Browsing my six month record reminded me of how good I’ve got it. San Francisco is a far cry from transit valhallas like Zuerich, Copenhagen, and Stockholm, but I could still assume that I’d rarely have to wait more than ten minutes for a bus.

Fare Evasion

I think I can write frankly about this problem in little attended-to transitophile. I might hesitate elsewhere.

San Francisco permits “all door boarding.” Riders are asked to board in the front only to pay a cash fare. Riders who can “tap in” with Clipper IC cards — or who have fare media that doesn’t require tapping, like paper transfers or Muni passports — can board in the back.

Rear door boarding is a boon and a half for distributing passenger loads. I now board through the back door at least half the time, and can’t believe it doesn’t cut bus dawdle times at stops.

Rear door boarding is also a boon and a half for fare cheats.

Now, I can’t prove that. When an outbound 29 pulls up at the Balboa Park bus pad and I watch five of seven new riders slip in the back without brandishing Clipper cards, I may slander my fellow San Franciscans by so cynically assuming that most of them are ducking the fare. (Although I’ll admit that the quick, furtive glance that so many of these folks take at the driver encourages me in my cynicism.) Maybe they just look like locals. Maybe they’re all tourists with Muni passports!

(In fact, there’s even an online report that claims that fare evasion has dropped since all door boarding was inaugurated. I struggle to recognize the city this report is about, and wonder if the authors might have confused San Francisco with Lisbon, which has a bridge that looks like ours … but, still, it’s online, and you can read it yourself, draw your own conclusions.)

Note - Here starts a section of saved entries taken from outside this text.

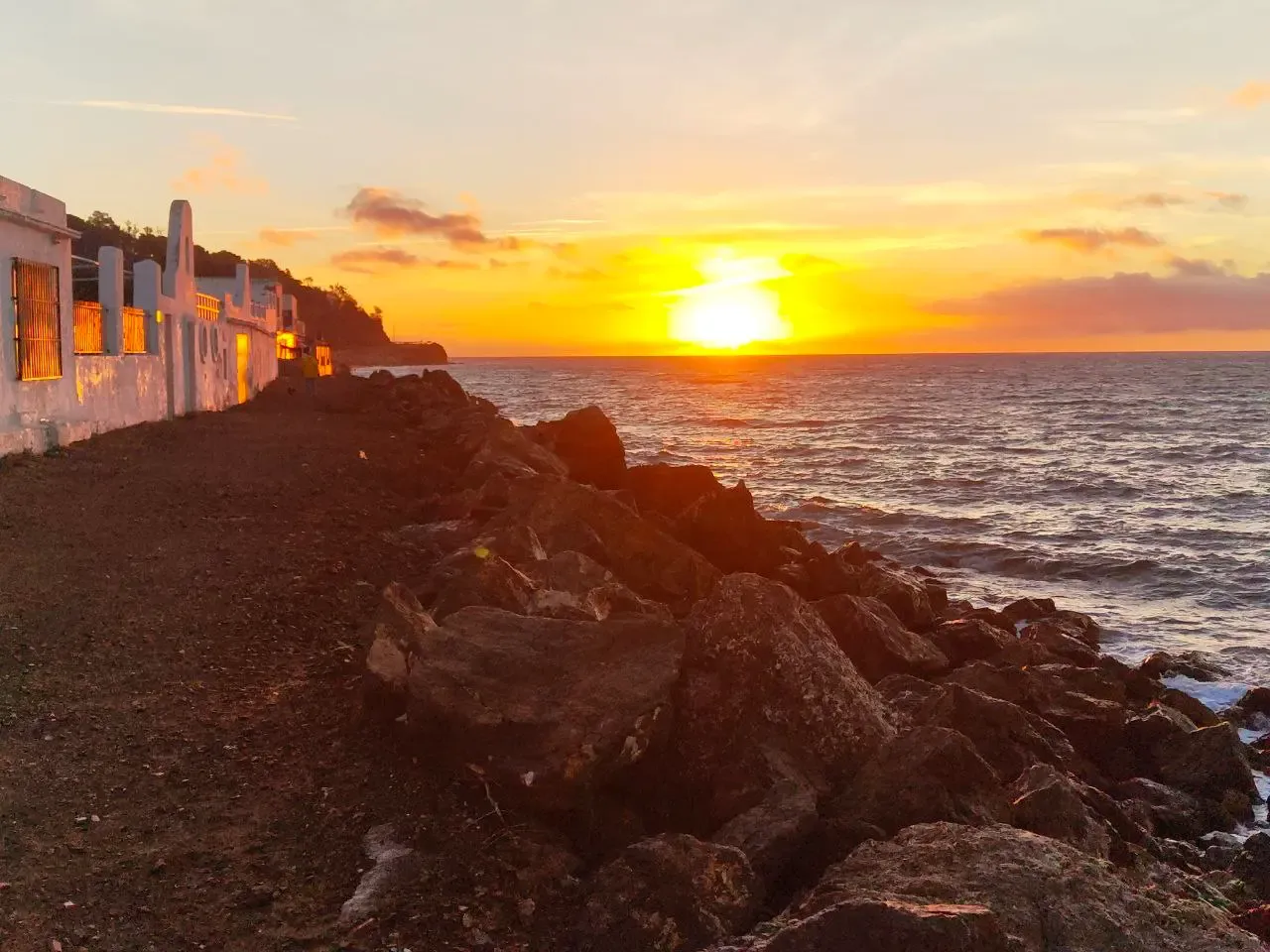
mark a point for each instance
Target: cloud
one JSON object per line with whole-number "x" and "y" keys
{"x": 1155, "y": 199}
{"x": 368, "y": 261}
{"x": 172, "y": 109}
{"x": 1251, "y": 95}
{"x": 1232, "y": 200}
{"x": 1197, "y": 267}
{"x": 222, "y": 172}
{"x": 393, "y": 214}
{"x": 1197, "y": 296}
{"x": 810, "y": 264}
{"x": 1091, "y": 240}
{"x": 286, "y": 238}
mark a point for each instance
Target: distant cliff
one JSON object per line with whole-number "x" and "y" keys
{"x": 329, "y": 312}
{"x": 391, "y": 354}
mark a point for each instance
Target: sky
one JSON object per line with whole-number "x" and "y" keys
{"x": 630, "y": 177}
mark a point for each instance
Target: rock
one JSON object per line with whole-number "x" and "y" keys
{"x": 1061, "y": 643}
{"x": 968, "y": 640}
{"x": 504, "y": 449}
{"x": 1191, "y": 664}
{"x": 552, "y": 707}
{"x": 1174, "y": 814}
{"x": 880, "y": 923}
{"x": 1255, "y": 920}
{"x": 439, "y": 538}
{"x": 907, "y": 694}
{"x": 475, "y": 576}
{"x": 726, "y": 530}
{"x": 575, "y": 585}
{"x": 670, "y": 490}
{"x": 1029, "y": 610}
{"x": 564, "y": 516}
{"x": 394, "y": 867}
{"x": 871, "y": 636}
{"x": 668, "y": 893}
{"x": 992, "y": 617}
{"x": 772, "y": 833}
{"x": 394, "y": 638}
{"x": 1052, "y": 803}
{"x": 829, "y": 575}
{"x": 1252, "y": 864}
{"x": 1007, "y": 737}
{"x": 903, "y": 592}
{"x": 1207, "y": 763}
{"x": 1196, "y": 710}
{"x": 588, "y": 443}
{"x": 928, "y": 774}
{"x": 1252, "y": 708}
{"x": 1047, "y": 893}
{"x": 762, "y": 671}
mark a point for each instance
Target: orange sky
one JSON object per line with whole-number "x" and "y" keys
{"x": 557, "y": 177}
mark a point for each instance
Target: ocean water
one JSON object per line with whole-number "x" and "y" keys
{"x": 1134, "y": 488}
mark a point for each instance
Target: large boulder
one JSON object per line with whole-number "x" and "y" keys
{"x": 875, "y": 642}
{"x": 549, "y": 706}
{"x": 393, "y": 639}
{"x": 668, "y": 893}
{"x": 728, "y": 531}
{"x": 588, "y": 443}
{"x": 670, "y": 490}
{"x": 928, "y": 774}
{"x": 1207, "y": 763}
{"x": 762, "y": 671}
{"x": 1006, "y": 735}
{"x": 903, "y": 590}
{"x": 549, "y": 516}
{"x": 774, "y": 832}
{"x": 1047, "y": 893}
{"x": 1053, "y": 803}
{"x": 969, "y": 640}
{"x": 475, "y": 576}
{"x": 881, "y": 923}
{"x": 502, "y": 448}
{"x": 1196, "y": 665}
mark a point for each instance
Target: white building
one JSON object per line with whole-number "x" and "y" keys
{"x": 68, "y": 370}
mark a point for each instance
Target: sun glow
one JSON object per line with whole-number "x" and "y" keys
{"x": 733, "y": 307}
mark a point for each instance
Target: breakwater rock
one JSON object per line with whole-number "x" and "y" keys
{"x": 743, "y": 742}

I notice the Clipper Card-less rider phenomenon more on the south side than elsewhere in the city, and especially at the eastbound Balboa Park bus pad and at various stops on Mission Street. On the last day chronicled by my log, December 30, I was delighted to be joined on a northbound 14L by two fare inspectors, and to proffer my Clipper card to one.

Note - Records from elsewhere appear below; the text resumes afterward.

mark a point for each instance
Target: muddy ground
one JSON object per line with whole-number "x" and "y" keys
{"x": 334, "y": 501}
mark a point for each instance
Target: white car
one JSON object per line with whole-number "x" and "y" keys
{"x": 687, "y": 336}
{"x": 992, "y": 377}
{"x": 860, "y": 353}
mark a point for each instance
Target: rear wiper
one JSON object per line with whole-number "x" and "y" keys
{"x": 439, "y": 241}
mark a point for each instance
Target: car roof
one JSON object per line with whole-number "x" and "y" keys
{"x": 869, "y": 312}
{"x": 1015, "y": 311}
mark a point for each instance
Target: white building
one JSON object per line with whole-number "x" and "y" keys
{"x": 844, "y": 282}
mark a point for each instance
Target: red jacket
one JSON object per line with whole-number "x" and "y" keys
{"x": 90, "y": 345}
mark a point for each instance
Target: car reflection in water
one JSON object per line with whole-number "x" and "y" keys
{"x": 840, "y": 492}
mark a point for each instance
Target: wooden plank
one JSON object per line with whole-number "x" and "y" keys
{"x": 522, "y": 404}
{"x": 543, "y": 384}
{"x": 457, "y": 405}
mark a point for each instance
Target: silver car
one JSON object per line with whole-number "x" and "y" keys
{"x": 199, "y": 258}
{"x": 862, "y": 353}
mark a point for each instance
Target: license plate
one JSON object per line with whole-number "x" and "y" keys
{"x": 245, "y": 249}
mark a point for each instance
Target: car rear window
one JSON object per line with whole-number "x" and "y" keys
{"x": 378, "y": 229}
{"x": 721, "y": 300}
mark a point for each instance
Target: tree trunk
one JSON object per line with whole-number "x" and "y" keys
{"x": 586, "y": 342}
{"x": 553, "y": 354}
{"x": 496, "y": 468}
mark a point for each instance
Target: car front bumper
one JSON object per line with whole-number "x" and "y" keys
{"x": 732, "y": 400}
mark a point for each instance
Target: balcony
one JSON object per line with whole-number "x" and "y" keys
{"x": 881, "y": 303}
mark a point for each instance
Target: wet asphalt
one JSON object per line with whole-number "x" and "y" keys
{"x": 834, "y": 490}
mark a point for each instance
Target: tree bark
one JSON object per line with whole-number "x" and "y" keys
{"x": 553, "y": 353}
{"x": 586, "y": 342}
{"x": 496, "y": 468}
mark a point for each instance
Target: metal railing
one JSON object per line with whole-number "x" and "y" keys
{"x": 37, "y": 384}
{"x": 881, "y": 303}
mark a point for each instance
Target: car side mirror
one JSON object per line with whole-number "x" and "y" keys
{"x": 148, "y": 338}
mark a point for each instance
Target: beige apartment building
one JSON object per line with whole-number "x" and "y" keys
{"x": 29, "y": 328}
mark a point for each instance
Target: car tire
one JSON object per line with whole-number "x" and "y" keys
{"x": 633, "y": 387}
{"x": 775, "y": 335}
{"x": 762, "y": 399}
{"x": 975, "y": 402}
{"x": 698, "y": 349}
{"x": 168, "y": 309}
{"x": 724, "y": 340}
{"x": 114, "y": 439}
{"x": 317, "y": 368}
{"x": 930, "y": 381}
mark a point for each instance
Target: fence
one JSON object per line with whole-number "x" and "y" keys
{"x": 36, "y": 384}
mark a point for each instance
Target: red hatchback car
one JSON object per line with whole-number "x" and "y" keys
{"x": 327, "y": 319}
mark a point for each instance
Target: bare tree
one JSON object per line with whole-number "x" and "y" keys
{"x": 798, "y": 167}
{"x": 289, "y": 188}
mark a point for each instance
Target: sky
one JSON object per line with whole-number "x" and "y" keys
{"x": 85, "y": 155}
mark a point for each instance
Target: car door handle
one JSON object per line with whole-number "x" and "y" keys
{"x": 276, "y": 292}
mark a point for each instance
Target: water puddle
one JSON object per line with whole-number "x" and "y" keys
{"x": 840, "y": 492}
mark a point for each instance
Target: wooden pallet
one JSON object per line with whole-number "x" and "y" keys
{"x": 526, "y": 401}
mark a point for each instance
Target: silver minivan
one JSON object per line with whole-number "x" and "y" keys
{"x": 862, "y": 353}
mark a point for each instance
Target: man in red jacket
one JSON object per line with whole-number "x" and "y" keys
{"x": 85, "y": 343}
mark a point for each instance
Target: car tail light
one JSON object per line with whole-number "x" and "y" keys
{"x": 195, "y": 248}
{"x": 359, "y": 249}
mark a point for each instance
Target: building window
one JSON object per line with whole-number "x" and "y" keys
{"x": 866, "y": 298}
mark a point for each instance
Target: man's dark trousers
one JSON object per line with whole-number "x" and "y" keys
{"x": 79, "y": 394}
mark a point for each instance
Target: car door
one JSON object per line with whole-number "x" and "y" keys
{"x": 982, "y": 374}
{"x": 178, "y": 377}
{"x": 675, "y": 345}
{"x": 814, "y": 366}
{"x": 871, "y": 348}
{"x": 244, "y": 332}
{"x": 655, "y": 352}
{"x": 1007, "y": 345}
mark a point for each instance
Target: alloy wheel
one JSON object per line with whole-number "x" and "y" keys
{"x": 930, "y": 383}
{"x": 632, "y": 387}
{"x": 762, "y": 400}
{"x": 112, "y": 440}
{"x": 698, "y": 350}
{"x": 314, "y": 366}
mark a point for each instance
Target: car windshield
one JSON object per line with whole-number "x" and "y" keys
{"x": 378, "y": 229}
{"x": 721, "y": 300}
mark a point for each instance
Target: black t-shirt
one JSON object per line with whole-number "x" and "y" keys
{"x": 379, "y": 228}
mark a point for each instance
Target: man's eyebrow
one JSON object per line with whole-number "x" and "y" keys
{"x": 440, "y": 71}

That was the third time in nearly three and a half years that my Clipper card has been checked while riding SFMTA. Three fare checks, in three and a half years of regular rides.

Why do I care? Partly because it grates to be joined on a jammed bus by freeloaders, but mostly because it’s so absurd, dysfunctional, indicative of either helpless or incompetent leadership. A transit agency may be a public sector enterprise dependent on public support, but it’s still a business, like a laundromat or a hardware store, and is supposed to justify its balance sheet to taxpayers. Letting potential clients steal heaps and heaps of what you sell makes for an unusual business model.

Overall

I saw examples of the downside of transit riding. Passengers on one outbound 29 were serenaded with bellowed obscenities for several miles by a mentally unstable passenger. On July 17, a teenager lost a cell phone at knife point to two crooks on the 54. I didn’t see the robbery, but did see how bravely the youth fought for composure while reporting the crime to the driver. (Who quietly assured him that she has a teenage son of her own at home, and cares; she called SFPD.)

The boom box seems to have come back in style, unfortunately. I had to listen to a few on Muni buses. I didn’t deal with many transit delays, but wouldn’t have wanted to explain them to an employer. And I’ll note once more that I’d sing a different tune in this post if I rode a rush hour 14 or 8X every day.

With all that said: I will stop sneering at SFMTA so lustily, and will use a new word in describing transit services here:

They’re okay.

Not good. Certainly not excellent. But not horrible, either. They’re okay. Ridiculous fare evasion on the south side, but still: okay.

There may be hope. I shall edit my Flickr posts of the graffiti’d 14s.

For the superstitious among you: I understand that I have likely outraged some primordial force in the city’s psychic substratum by writing anything nice about Muni, and will likely pay for it by boarding a ride from hell in the days ahead. I am still done with my record keeping, and won’t re-open my log unless I notice a significant change for the worse. I hope I don’t have to.